Taxing for Different Structures

It is important to know how taxes will be applied to your business depending on the legal structure that you pick. All businesses are required by the law to register with the HMRC for taxation purposes. The business owners are responsible for submitting their tax returns. If you register a sole trader or a partnership, your taxes will be paid on the business profits. Limited and overseas companies are subjected to corporation tax at a rate of 20 percent on profits after subtracting any relief and allowances.

Payment of Taxes

If your business turnover is more than £83,000 a year, you will be required to register for VAT. If you sell any business assets in the course of doing business, a capital gains tax will be paid as a percentage on the profit. The tax year in the UK starts on April 6. Tax payments must be made by the end of January in the year after the end of the tax calendar year. If you employ employees, the law requires you to run a payroll, pay National Insurance for all of them and provide a pension for eligible staff.

Other Requirements

If you are starting a professional firm such as accounting, pharmacy, and hospital, banking or a law firm, there are specific bodies and permits that you should have by the time you are registering the business. If selling liquor, you would need a liquor license. Hotels and restaurants require food hygiene certificate, PRS for the music license, Alcohol license, and food premises approval, among others.

Requirements for an accounting firm

Any firm that provides accountancy services must be registered with such bodies as ACCA (Association of Chartered Certified Accountants) and AAT (Association of Accounting Technicians). Owners may complete the CIMA, ICAEW and AIA qualifications although they are not mandatory. Besides, the firms must get authorisation from HMRC to deal with them on tax matters on behalf of the client.

Requirements for a Bank

Bankers are regulated and monitored by the Financial Conduct Authority and the Prudential Regulation Authority. The PRA is responsible for prudential regulation of the financial sector while the FCA regulates the conduct of financial players in the UK. These two bodies must register you before starting your bank.

Besides, you are required to have a start-up capital of at least 4.5 percent of the overall credit exposure. This figure goes up after operating for some time. The FCA checks your suitability before giving the PRA a nod. The bank will then be registered as a limited company.
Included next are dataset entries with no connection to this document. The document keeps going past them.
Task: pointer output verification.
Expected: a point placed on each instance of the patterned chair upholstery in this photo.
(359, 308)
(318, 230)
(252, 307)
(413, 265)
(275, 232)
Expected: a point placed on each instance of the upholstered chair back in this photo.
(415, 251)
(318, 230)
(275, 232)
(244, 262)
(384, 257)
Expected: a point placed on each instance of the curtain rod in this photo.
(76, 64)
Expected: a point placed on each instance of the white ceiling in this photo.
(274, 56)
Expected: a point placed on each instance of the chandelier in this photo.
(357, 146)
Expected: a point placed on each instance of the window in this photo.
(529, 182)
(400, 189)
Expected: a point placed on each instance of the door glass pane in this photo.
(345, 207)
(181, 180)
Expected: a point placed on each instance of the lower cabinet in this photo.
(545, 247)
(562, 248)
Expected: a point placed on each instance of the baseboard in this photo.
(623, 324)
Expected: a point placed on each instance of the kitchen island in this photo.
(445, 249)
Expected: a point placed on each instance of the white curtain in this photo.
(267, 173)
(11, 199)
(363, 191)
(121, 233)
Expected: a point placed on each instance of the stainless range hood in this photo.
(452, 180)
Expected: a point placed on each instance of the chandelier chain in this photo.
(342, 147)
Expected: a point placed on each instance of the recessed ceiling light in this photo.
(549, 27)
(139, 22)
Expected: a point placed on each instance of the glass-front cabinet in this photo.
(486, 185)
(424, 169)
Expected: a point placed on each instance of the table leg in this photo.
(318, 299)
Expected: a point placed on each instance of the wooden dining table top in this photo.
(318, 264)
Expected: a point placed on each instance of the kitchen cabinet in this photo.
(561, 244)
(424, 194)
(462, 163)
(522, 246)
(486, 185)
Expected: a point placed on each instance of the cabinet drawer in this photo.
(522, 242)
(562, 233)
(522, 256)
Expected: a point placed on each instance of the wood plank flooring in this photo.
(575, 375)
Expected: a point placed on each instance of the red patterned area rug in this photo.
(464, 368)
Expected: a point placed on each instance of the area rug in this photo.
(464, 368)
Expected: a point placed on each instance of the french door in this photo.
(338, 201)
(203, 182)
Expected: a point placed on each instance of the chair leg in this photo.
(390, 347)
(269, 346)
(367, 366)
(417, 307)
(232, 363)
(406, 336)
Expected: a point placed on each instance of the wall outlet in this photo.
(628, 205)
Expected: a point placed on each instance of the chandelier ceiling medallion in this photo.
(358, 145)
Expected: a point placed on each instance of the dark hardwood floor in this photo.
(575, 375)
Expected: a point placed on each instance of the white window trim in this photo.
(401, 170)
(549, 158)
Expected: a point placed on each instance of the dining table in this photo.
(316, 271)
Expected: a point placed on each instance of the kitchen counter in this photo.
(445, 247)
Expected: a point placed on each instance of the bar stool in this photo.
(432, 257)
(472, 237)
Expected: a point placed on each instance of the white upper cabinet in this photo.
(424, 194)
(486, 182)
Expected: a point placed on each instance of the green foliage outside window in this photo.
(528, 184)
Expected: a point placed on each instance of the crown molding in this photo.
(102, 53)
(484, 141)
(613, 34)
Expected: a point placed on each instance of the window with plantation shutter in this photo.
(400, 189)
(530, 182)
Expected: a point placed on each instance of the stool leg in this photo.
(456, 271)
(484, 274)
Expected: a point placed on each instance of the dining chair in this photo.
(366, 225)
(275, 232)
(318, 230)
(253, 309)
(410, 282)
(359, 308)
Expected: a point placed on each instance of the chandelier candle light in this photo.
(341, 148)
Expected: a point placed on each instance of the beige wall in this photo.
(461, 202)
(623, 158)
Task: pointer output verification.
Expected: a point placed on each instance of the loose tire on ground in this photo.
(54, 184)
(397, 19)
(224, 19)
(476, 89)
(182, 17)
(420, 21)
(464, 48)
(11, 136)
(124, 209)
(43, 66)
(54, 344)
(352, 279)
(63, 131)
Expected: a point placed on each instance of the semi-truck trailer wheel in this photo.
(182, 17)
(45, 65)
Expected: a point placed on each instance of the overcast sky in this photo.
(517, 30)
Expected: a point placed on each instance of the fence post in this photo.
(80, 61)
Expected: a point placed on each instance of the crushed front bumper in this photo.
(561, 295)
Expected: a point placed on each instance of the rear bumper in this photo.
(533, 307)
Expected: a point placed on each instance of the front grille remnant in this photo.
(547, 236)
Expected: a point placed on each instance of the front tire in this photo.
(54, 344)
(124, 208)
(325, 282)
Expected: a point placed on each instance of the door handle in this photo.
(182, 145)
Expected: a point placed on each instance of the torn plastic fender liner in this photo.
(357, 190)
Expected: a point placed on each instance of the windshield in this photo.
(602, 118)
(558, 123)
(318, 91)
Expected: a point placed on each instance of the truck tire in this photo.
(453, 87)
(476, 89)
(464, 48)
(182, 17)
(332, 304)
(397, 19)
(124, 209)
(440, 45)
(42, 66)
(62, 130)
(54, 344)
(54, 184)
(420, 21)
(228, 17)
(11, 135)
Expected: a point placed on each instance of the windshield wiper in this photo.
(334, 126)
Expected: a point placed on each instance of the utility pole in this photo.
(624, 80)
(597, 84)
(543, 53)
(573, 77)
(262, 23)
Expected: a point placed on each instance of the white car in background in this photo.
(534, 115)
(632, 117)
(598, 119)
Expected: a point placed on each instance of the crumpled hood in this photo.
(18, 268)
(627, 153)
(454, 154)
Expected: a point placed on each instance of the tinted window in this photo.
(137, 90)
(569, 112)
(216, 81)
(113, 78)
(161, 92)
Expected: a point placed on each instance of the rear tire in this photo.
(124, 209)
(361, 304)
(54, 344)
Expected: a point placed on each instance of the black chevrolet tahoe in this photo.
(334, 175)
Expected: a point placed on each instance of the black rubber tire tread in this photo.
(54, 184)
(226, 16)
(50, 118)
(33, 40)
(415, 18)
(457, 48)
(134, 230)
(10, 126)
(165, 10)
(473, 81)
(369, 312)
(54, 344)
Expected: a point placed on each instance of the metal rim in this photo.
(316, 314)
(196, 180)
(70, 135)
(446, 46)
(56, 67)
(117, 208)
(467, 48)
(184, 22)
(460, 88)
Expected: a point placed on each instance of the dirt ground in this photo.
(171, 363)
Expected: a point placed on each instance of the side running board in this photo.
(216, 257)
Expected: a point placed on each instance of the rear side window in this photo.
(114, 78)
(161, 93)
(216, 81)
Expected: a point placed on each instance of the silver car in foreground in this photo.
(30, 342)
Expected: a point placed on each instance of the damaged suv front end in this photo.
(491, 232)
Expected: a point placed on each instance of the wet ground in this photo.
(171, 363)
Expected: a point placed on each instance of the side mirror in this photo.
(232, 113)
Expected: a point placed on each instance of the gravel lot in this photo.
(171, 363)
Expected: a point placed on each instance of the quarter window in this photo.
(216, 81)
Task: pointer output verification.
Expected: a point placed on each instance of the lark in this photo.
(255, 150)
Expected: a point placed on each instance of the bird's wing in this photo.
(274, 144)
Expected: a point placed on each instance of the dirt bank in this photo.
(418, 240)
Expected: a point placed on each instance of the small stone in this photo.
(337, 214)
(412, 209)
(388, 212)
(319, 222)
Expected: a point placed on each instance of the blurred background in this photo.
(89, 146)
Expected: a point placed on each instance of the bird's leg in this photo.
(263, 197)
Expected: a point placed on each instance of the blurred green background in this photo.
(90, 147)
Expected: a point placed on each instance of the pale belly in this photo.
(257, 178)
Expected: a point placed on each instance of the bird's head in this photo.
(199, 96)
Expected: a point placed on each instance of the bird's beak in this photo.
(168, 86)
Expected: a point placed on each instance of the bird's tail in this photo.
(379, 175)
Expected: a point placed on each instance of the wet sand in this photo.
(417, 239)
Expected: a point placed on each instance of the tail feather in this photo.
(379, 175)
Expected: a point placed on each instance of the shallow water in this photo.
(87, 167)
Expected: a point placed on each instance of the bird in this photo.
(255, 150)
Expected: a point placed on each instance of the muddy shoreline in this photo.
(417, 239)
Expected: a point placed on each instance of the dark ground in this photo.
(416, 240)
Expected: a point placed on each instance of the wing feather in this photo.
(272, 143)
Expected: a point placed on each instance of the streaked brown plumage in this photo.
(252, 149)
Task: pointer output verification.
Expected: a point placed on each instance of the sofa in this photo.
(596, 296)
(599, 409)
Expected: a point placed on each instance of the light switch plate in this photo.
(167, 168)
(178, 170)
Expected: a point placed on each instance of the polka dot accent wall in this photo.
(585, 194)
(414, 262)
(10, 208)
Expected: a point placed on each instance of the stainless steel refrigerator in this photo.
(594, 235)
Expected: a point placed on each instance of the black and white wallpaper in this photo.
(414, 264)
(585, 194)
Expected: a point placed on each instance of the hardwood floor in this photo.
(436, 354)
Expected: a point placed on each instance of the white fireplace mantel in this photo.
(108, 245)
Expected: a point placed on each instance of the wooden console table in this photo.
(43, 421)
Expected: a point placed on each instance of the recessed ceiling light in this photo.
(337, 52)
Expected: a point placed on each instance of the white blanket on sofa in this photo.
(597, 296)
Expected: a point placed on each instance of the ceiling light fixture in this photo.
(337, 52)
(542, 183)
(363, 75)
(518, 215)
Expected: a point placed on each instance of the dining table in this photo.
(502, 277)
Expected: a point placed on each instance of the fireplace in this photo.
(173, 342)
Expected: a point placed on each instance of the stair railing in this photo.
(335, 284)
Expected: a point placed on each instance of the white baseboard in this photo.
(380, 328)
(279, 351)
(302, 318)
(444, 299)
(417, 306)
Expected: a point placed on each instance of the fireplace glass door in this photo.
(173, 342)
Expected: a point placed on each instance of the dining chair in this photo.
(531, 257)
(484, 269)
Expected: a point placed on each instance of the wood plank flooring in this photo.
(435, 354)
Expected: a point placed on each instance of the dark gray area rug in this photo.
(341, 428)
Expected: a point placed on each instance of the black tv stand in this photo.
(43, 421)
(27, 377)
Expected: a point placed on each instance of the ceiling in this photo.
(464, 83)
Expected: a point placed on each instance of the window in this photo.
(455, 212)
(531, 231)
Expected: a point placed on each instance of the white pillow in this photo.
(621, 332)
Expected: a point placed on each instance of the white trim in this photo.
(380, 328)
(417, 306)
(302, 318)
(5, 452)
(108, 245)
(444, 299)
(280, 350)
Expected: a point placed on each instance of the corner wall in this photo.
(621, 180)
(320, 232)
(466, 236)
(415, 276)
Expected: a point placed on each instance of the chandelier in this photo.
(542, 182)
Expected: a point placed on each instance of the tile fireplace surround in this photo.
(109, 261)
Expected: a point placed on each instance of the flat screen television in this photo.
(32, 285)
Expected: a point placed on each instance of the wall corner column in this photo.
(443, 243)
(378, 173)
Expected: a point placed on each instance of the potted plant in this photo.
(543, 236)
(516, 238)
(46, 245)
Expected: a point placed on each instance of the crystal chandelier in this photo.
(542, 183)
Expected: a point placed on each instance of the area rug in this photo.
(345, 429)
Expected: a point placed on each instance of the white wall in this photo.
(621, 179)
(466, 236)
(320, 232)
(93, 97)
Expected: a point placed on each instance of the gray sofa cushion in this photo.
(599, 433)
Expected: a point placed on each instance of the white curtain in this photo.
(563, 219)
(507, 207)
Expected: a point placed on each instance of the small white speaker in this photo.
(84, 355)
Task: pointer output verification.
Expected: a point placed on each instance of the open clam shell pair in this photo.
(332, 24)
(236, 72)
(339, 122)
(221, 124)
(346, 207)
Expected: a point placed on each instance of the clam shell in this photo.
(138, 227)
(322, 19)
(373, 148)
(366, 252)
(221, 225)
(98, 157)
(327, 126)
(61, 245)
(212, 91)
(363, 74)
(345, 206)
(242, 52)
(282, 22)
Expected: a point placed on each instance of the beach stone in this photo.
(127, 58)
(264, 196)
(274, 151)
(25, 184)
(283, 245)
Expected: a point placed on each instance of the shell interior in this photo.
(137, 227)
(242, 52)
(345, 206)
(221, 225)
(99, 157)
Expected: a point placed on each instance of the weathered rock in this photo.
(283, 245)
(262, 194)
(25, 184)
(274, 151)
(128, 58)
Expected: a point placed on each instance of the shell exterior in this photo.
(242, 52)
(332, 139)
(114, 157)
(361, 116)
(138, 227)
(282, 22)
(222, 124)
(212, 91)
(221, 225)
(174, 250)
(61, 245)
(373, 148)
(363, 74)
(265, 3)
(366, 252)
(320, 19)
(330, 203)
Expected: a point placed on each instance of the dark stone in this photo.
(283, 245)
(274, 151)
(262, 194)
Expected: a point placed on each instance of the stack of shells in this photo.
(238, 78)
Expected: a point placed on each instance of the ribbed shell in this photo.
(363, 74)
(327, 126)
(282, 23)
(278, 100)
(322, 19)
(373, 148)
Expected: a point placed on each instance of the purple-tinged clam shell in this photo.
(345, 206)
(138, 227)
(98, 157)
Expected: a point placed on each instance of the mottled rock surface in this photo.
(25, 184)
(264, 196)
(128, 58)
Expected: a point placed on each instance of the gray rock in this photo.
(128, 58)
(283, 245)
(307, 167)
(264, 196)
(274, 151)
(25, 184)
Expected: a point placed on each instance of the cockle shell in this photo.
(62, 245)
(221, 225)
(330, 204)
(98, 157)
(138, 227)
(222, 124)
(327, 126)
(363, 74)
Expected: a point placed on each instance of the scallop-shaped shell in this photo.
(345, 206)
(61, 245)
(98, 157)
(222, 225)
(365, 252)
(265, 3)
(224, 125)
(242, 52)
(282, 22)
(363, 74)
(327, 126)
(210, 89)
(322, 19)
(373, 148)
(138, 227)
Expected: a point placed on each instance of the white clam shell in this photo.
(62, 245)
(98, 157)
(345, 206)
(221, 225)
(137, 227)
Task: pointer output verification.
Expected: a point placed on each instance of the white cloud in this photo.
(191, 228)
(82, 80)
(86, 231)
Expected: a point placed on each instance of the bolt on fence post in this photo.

Accounting and Budgeting for your Business

When you start running your business, you are required to keep financial records for calculation of tax and to manage your cash flow. Some of the accounting software solutions that you may use for the purpose include Quickbooks, GnuCash, Zoho Expense, Sage and Accounting Seed, among others. As for budgeting, you may use Abila MIP Fund Accounting, Budget Maestro, Acumatica ERP, and Account Edge, among others.

Insuring your Business

A risk such as fire, theft or flooding may wipe out your entire investment within a few hours. You may not prevent most of these risks by insuring your business against such risks. If you are offering professional services such as legal services, medical treatment, and business advisory services, consider a professional indemnity cover. The cover indemnifies you against risks related to service delivery.